Several of these guys are from the early age of the game. Bresnahan and Ewing, in particular, finished their careers before the 1920’s. Then there’s the fact that the stats for the negro league players are incomplete, so it’s hard to compare Molina to them. Finally, if we’re going to do this, we need to be able to compare the defensive value of all of these catchers, as Molina is known for his defense, and for that, we’ll use gold gloves. In a later post perhaps i’ll scour the dWar database on the pre-1958 HOF Catchers and see where they rank.

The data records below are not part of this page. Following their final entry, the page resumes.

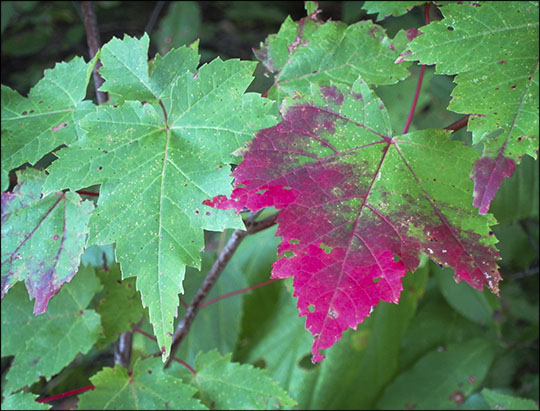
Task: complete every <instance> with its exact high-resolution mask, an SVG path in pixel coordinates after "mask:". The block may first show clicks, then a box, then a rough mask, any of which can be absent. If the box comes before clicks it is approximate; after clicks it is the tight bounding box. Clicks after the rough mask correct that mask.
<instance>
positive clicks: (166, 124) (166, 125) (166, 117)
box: [159, 100, 169, 127]
mask: <svg viewBox="0 0 540 411" xmlns="http://www.w3.org/2000/svg"><path fill="white" fill-rule="evenodd" d="M159 105H160V106H161V109H162V110H163V116H164V118H165V125H166V126H167V127H169V121H168V118H167V110H165V106H164V105H163V102H162V101H161V100H159Z"/></svg>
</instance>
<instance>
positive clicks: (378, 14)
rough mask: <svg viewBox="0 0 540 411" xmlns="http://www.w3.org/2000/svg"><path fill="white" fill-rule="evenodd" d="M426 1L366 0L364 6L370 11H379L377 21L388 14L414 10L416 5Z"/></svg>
mask: <svg viewBox="0 0 540 411" xmlns="http://www.w3.org/2000/svg"><path fill="white" fill-rule="evenodd" d="M424 3H426V2H425V1H365V2H364V5H363V6H362V7H363V8H364V9H365V10H366V11H367V12H368V13H370V14H373V13H378V16H377V21H380V20H383V19H384V18H386V17H388V16H394V17H397V16H402V15H403V14H405V13H408V12H409V11H411V10H412V8H413V7H414V6H419V5H421V4H424Z"/></svg>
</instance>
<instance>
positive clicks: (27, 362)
mask: <svg viewBox="0 0 540 411" xmlns="http://www.w3.org/2000/svg"><path fill="white" fill-rule="evenodd" d="M100 288H101V285H100V284H99V281H98V279H97V278H96V276H95V274H94V270H93V269H92V268H82V269H81V270H80V271H79V273H78V275H77V276H75V278H74V279H73V281H72V282H71V283H69V284H66V285H64V287H62V290H60V292H59V293H58V295H57V296H56V297H55V298H54V299H52V300H51V302H50V303H49V307H48V309H47V312H46V313H44V314H41V315H39V316H37V317H36V316H34V315H33V314H32V303H31V302H30V301H28V298H27V293H26V291H25V290H24V288H23V287H22V285H21V284H18V285H17V286H15V287H13V289H12V290H11V292H10V293H9V294H8V295H7V296H6V297H5V298H4V301H3V302H2V335H3V337H2V357H4V356H6V355H14V356H15V359H14V360H13V365H12V366H11V368H10V370H9V373H8V375H7V382H6V384H2V386H3V389H4V392H5V393H11V392H14V391H16V390H18V389H20V388H21V387H24V386H25V385H30V384H32V383H33V382H35V381H37V380H38V378H40V377H41V376H44V377H45V378H50V377H51V376H52V375H54V374H56V373H58V372H60V371H61V370H62V369H63V368H64V367H65V366H66V365H68V364H69V363H70V362H71V361H73V359H74V358H75V356H76V355H77V354H79V353H82V354H86V353H87V352H88V351H89V350H90V348H91V347H92V346H93V345H94V344H95V343H96V341H97V340H98V337H99V334H100V324H99V322H100V320H99V315H98V314H97V313H96V312H95V311H94V310H92V309H87V306H88V303H89V302H90V300H91V299H92V297H93V296H94V294H95V293H96V291H98V290H99V289H100Z"/></svg>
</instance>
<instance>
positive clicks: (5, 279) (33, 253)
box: [2, 169, 94, 315]
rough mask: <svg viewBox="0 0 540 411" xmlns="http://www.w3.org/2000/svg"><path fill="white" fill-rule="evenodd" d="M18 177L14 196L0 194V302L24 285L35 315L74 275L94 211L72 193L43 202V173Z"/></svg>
mask: <svg viewBox="0 0 540 411" xmlns="http://www.w3.org/2000/svg"><path fill="white" fill-rule="evenodd" d="M17 175H18V181H19V184H18V185H17V186H16V187H15V188H14V190H13V192H12V193H8V192H6V193H2V299H3V298H4V296H5V295H6V293H7V292H8V290H9V289H10V288H11V287H13V285H14V284H16V283H17V282H19V281H24V282H25V284H26V288H27V290H28V294H29V295H30V298H31V299H34V298H35V300H36V301H35V305H34V314H36V315H37V314H42V313H44V312H45V311H46V310H47V304H48V302H49V300H50V299H51V297H52V296H53V295H55V294H56V293H57V292H58V291H59V290H60V288H61V287H62V285H63V284H64V283H67V282H69V281H71V279H72V278H73V276H74V275H75V274H76V273H77V269H78V267H79V263H80V256H81V254H82V252H83V249H84V248H83V247H84V245H85V243H86V237H87V235H88V220H89V218H90V214H91V212H92V210H93V209H94V205H93V203H91V202H90V201H86V200H85V201H81V198H80V197H79V195H78V194H76V193H73V192H67V193H61V192H60V193H54V194H50V195H48V196H46V197H43V194H42V192H43V184H44V181H45V173H44V172H41V171H38V170H33V169H27V170H24V171H21V172H18V173H17Z"/></svg>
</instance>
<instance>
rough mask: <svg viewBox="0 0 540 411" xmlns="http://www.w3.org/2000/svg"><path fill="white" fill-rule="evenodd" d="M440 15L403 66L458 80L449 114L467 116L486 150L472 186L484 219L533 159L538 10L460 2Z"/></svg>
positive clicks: (510, 4) (479, 210) (535, 92)
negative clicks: (520, 171)
mask: <svg viewBox="0 0 540 411" xmlns="http://www.w3.org/2000/svg"><path fill="white" fill-rule="evenodd" d="M441 11H442V13H443V15H444V19H443V20H441V21H436V22H433V23H431V24H429V25H428V26H425V27H422V28H421V29H420V30H421V31H422V32H423V33H424V34H423V35H422V36H418V37H417V38H416V39H414V40H413V41H412V42H411V43H410V45H409V51H410V52H412V54H411V55H409V56H408V57H406V59H407V60H419V61H420V63H422V64H436V73H437V74H458V75H457V76H456V78H455V80H454V81H455V82H456V84H457V86H456V87H455V89H454V91H453V92H452V96H453V98H452V101H451V102H450V105H449V106H448V108H449V109H450V110H452V111H455V112H457V113H463V114H471V116H470V118H469V123H468V129H469V130H470V131H472V133H473V142H474V143H478V142H480V141H482V142H483V143H484V153H483V155H482V157H481V158H479V159H478V160H477V161H476V163H475V165H474V169H473V171H472V178H473V179H474V182H475V188H474V206H475V207H478V208H479V211H480V213H482V214H485V213H486V212H487V211H488V210H489V206H490V203H491V201H492V200H493V198H494V197H495V194H496V193H497V191H498V189H499V187H500V185H501V183H502V181H503V180H504V179H505V178H507V177H510V176H511V175H512V173H513V172H514V169H515V166H516V163H519V161H520V160H521V157H522V156H523V155H525V154H528V155H530V156H532V157H534V158H536V156H537V152H538V126H539V125H538V53H537V51H538V3H537V2H536V3H535V2H509V3H502V2H481V3H470V2H457V3H447V4H444V5H443V6H442V7H441ZM503 28H504V29H503ZM535 51H536V53H535ZM456 56H458V58H456ZM494 132H498V133H499V134H496V133H494Z"/></svg>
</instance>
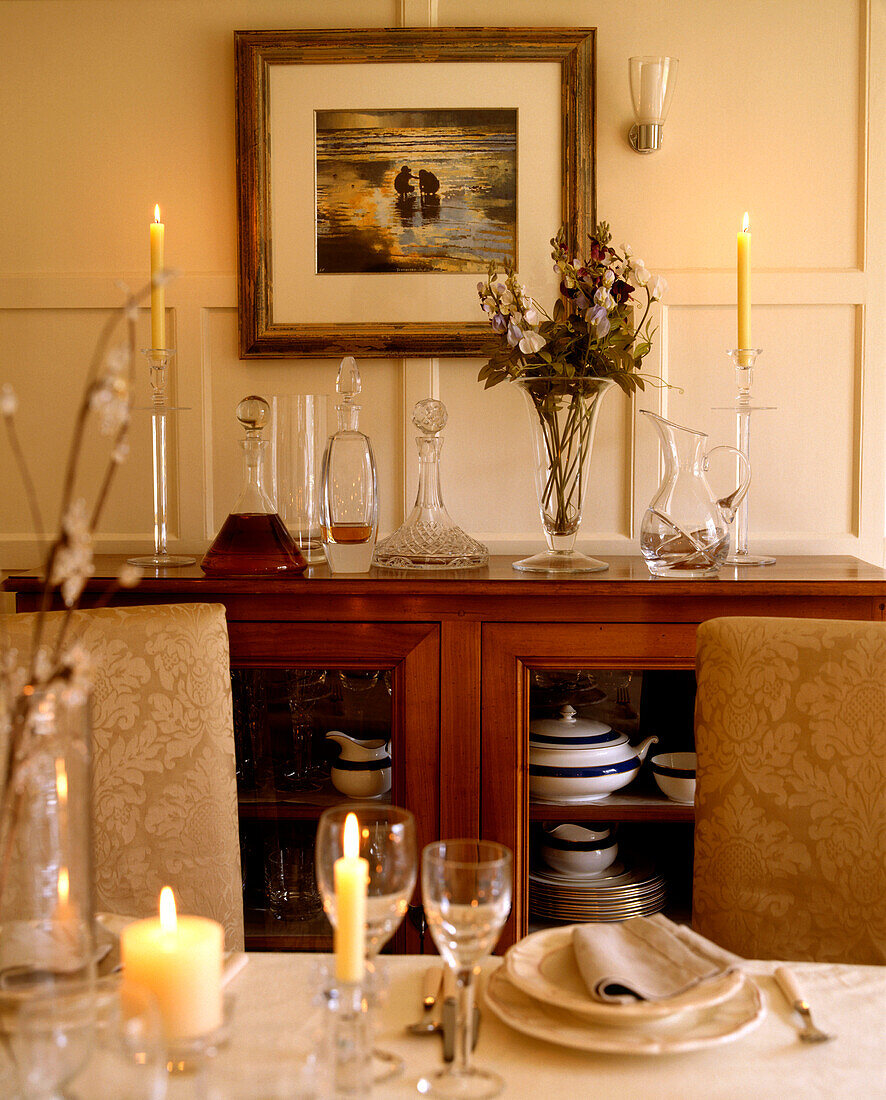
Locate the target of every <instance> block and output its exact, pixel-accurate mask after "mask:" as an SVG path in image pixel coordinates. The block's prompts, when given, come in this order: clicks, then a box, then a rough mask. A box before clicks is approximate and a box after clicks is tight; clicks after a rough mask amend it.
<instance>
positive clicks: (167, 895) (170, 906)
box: [160, 887, 178, 935]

So that leaves the following catchers who started their careers after 1958: Gary Carter, Johnny Bench and Carlton Fisk. All 3 have WAR above 68, but only Bench has more Gold Gloves. I think it’ll take Molina getting 10 or so Gold Gloves and 40 plus WAR to merit consideration.
Then there’s what I call the Ozzie Smith factor: Molina is becoming a bit of a Folk Legend for his pitcher management skills, like Smith was for his defense. Joe Posnaski wrote about Smith “Late at night, in dark bars, baseball players sit over empty beer bottles and tell the stories of the hits Ozzie Smith stole from them” Well, the same thing could be said about the performances Molina gets out of his pitchers. Nobody shakes him off (well, except Shelby Miller, who acts like a stubborn teenager sometimes, and has notably dropped off this year) and he’s constantly going to the mound to coach his pitchers when they need it. He’s a pitching coach who wears a catchers mask. So I can see some players sitting around a table, grumbling about how Molina coaxed yet another great performance out of his pitcher against their team.
But is being a Folk Legend enough to get you into the Hall of Fame? We’ll see.